The chest Exercise muscles play an important role in your body’s movement, posture and overall strength, especially as you age, so it’s important to maintain strong pectoral muscles throughout your life. However, with so many exercises and training options out there, knowing which ones are the most effective can be confusing and frustrating. This guide includes five of the craziest but most effective chest exercise, providing you with what you need to push yourself hard in the gym without wasting time or effort on less effective techniques that may leave you disappointed and injured.
One of my favorite chest-building exercises, dips have been around for decades. Just do as your gym teacher taught you in junior high—place your hands on a bench, keep your body straight and lower yourself until your upper arms are parallel to the floor. Push yourself back up. This version hits all three heads of your chest muscles (upper, middle and lower).
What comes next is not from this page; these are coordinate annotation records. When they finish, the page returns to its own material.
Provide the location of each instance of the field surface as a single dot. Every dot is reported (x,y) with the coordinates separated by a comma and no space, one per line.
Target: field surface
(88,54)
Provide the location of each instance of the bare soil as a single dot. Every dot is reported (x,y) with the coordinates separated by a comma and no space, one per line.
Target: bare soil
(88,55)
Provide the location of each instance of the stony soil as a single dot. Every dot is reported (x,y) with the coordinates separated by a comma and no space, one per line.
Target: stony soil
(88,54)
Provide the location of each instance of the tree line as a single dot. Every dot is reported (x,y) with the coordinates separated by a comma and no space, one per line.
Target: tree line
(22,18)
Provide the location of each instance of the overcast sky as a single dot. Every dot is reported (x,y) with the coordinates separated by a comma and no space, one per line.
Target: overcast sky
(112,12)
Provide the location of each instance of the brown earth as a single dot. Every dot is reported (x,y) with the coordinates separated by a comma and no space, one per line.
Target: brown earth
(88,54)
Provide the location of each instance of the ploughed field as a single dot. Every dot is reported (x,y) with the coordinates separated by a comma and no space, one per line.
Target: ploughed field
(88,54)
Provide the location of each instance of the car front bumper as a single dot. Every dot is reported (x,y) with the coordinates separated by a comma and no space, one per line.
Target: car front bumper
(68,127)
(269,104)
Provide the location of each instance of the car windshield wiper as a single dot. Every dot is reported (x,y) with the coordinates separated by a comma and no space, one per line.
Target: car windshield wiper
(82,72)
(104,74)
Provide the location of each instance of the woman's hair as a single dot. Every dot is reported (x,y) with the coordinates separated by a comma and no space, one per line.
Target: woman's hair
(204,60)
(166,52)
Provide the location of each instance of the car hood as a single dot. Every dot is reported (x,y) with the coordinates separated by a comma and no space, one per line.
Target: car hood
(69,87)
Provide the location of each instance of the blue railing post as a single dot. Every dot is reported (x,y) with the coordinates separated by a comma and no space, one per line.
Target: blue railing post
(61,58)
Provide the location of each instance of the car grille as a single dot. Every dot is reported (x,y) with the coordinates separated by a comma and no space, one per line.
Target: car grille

If you don’t have a bench handy, it’s easy to make one at home using two sturdy chairs with enough room between them for you to rest your legs. A low step also works just fine for dips; start with only a few inches of clearance under each leg and work up from there as you get stronger.
an exercise developed by Danish bodybuilder Svend Karlsen. He began using it after he suffered a broken elbow and was unable to perform his routine at home. The exercise is quite simple: Lie on your back and bend your knees so that they touch your elbows without moving anything else (ie. Do not raise them). This should place tension on your pectorals while keeping your upper body still, and when done properly, fatigue in one minute. It’s important not to move from where you’re positioned until time is up because Svend Press are meant to be as difficult as possible for maximum results. Just don’t forget about what we learned in chemistry class—for every action there’s an equal and opposite reaction!
Lie on a bench with your feet firmly planted. Grab a pair of handles and extend them straight over your chest, keeping them parallel to each other (they should look like airplane wings). Contract your pecs as you pull both ends of cable inward towards each other, creating a slight V-shape with your arms. Hold for 1 second and repeat for 10 repetitions per set. This is an isolation exercise that targets only your chest muscles; thus it’s great for fine-tuning muscle definition but isn’t ideal for building overall size.
A decline bench press targets your upper pectorals, or upper chest exercise. Doing decline presses engages your entire pectoralis muscle group, which is composed of three main parts: upper, middle and lower. The pec major—one of two muscles that make up your upper chest—runs straight down from your collarbone to about where your abs begin; it makes up most of what you see in a mirror when you flex. The subclavius muscle is located underneath the clavicle and goes all around under your armpit; its primary function is to stabilize and protect your shoulder joint. When doing decline presses, be sure to lock out at the top so that you’re contracting those lower pecs.
Pushdowns are great for training your triceps, but they’re also fantastic for targeting your chest. It’s more than just a mind trick—this exercise will actually build mass in that muscle. Hammer strength machines are excellent for isolating and creating a strong contraction in your chest. Adjustable to target different positions of your arm (if you choose). Stand behind it with your feet shoulder-width apart and knees slightly bent, grab handles at its lowest setting, and squeeze hard as you push down on it. Make sure not to lock out elbows when pushing weight up. Stop when arms are parallel to floor (or lower depending on how intense of a workout you want). Let triceps recover fully before doing another set.